Life With a Newborn Is A Paradox

Life with a newborn feels like a constant whirlwind of emotions. Somehow, every day is full of the most opposite of feelings and it can feel confusing. After having our third this last December, I found myself constantly at odds with the feelings and emotions that were happening in my heart and in my head. How could I feel happy and sad simultaneously? Both relieved that he’s finally here and stressed at all that his entrance entails in our lives with our other two toddlers?

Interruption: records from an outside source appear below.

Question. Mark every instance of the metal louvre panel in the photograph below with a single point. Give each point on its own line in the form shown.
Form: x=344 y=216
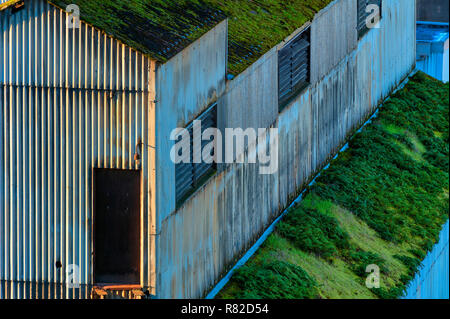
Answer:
x=293 y=67
x=188 y=175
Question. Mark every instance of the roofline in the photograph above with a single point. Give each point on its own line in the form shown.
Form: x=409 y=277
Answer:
x=104 y=32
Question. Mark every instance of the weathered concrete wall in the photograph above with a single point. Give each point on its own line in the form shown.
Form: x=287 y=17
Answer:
x=333 y=32
x=70 y=100
x=432 y=280
x=200 y=240
x=185 y=86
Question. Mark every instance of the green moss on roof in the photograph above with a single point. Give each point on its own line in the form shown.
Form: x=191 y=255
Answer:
x=383 y=201
x=162 y=28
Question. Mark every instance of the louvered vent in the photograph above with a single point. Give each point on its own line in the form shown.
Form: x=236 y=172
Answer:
x=363 y=14
x=293 y=68
x=189 y=176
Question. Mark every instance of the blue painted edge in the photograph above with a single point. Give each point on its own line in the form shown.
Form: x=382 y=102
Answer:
x=271 y=228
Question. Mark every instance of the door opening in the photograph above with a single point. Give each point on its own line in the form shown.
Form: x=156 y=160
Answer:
x=116 y=227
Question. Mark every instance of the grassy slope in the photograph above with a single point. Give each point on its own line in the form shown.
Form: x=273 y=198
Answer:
x=160 y=28
x=383 y=201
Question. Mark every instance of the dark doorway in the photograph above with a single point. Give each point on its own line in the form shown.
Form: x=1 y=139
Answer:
x=116 y=226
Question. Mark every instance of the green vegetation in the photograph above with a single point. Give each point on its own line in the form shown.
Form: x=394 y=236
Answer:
x=161 y=28
x=383 y=201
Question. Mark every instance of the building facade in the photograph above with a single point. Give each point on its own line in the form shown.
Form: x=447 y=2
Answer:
x=78 y=106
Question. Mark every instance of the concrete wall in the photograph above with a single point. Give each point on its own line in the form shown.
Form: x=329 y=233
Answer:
x=70 y=100
x=333 y=29
x=432 y=280
x=200 y=240
x=185 y=86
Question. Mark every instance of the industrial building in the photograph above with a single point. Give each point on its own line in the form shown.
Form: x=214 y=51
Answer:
x=88 y=191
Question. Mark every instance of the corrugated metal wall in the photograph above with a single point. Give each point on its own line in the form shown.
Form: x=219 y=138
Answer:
x=70 y=100
x=432 y=280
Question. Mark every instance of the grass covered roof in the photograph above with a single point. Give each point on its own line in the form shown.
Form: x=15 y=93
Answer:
x=162 y=28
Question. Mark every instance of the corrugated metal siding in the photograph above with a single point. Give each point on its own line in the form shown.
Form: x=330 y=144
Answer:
x=70 y=100
x=432 y=280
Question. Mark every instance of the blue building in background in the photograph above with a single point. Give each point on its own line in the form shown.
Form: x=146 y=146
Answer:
x=432 y=48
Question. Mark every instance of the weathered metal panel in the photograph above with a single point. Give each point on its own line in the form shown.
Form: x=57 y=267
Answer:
x=37 y=48
x=70 y=100
x=432 y=280
x=199 y=241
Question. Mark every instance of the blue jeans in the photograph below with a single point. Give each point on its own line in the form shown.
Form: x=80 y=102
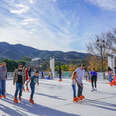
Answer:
x=19 y=87
x=2 y=87
x=32 y=90
x=74 y=90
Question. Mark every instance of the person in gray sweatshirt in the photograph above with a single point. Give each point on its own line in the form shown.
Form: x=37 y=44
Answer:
x=3 y=77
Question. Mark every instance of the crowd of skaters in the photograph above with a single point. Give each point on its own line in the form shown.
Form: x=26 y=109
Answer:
x=22 y=78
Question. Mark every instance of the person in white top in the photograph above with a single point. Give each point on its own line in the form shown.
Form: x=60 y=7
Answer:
x=80 y=73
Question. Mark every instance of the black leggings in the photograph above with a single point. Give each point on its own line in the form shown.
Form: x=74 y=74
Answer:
x=93 y=81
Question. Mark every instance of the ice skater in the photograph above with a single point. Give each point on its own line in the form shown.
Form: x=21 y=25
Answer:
x=94 y=79
x=74 y=86
x=3 y=77
x=80 y=73
x=110 y=76
x=34 y=80
x=19 y=80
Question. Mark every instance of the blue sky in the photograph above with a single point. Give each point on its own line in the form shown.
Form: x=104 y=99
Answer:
x=65 y=25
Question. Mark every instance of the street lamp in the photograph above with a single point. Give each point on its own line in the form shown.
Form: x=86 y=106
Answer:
x=101 y=44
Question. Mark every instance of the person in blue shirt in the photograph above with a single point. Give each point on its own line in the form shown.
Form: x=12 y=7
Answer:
x=34 y=80
x=94 y=79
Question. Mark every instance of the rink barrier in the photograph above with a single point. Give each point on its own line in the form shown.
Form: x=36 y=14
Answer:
x=65 y=75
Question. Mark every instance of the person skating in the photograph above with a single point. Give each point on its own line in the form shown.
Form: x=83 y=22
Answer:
x=34 y=80
x=80 y=73
x=74 y=86
x=3 y=77
x=110 y=76
x=94 y=79
x=19 y=80
x=60 y=73
x=27 y=79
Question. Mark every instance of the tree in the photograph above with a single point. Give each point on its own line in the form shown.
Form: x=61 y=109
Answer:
x=102 y=46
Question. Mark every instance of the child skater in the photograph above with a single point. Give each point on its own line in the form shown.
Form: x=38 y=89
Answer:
x=74 y=86
x=34 y=79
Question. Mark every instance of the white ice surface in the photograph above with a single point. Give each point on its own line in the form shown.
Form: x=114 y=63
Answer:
x=53 y=98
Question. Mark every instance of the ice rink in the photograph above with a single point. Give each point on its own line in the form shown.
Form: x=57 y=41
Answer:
x=53 y=98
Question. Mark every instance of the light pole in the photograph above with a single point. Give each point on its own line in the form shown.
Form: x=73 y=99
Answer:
x=101 y=45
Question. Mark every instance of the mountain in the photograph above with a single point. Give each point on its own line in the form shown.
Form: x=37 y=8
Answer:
x=18 y=51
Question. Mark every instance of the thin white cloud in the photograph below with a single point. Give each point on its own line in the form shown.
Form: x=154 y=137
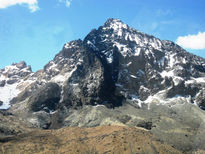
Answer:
x=196 y=42
x=66 y=2
x=32 y=4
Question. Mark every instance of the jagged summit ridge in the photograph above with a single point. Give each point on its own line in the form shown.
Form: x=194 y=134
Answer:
x=114 y=65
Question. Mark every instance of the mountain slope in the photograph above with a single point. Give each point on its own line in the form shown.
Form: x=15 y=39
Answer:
x=104 y=139
x=116 y=75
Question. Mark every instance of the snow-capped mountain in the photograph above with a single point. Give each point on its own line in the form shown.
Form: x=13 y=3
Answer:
x=114 y=64
x=13 y=81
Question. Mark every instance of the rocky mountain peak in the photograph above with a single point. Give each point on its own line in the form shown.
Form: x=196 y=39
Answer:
x=10 y=77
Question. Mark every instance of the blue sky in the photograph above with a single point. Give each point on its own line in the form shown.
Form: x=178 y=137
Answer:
x=36 y=30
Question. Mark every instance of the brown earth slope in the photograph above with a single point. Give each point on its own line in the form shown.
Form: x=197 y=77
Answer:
x=103 y=139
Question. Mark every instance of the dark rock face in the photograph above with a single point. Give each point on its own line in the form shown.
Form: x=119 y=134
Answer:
x=1 y=103
x=46 y=98
x=114 y=65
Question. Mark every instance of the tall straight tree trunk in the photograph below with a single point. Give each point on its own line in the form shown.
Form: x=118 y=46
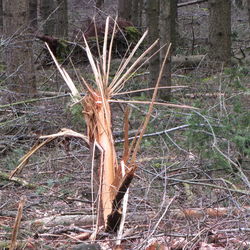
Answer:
x=47 y=9
x=173 y=16
x=152 y=14
x=124 y=9
x=248 y=10
x=18 y=52
x=61 y=28
x=220 y=30
x=166 y=30
x=135 y=12
x=1 y=14
x=99 y=4
x=33 y=13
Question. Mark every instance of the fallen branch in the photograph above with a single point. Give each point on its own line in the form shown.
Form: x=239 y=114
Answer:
x=190 y=3
x=22 y=182
x=13 y=243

One day, as I snuggled my new little love close, it hit me that life with a newborn is really a constant paradox. A heart and head full of conflicting emotions that somehow coexist. And it’s confusing and also beautiful-

I feel both wiped and yet, completely full ⁣

I simultaneously look forward to not being *quite* so needed and I dread the day that he doesn’t need me anymore ⁣

“Sleep when the baby sleeps” ⁣
So when do I shower or fold the laundry or hold my older two that still need mommy’s lap too? ⁣

My arms are tired from holding him and I also don’t want to put him down ⁣

I feel constantly in need of a shower, covered in leaking breast milk and also, breastfeeding is one of my very favorite parts of motherhood ⁣

“I need to nap” ⁣
“I’m just going to hold him a little longer” ⁣

I need to get out of the house but I want nothing more than to stay in bed and take in these fleeting newborn days ⁣

They are fleeting, these days full of snuggles and nights lacking in sleep. That both makes me feel weepy and is also a huge relief. ⁣

Weepy, because every day that passes is a day he’s less of a newborn and I truly love these newborn days. Relieving, because this level of exhaustion is only sustainable for so long. ⁣

They say “Babies don’t keep” and it’s true. And that’s worth mourning and also celebrating. I want to freeze time and I also can’t wait to watch him grow and see who he becomes one day. ⁣

What an honor and also a beautiful burden it is, this season of living in the “both, and”.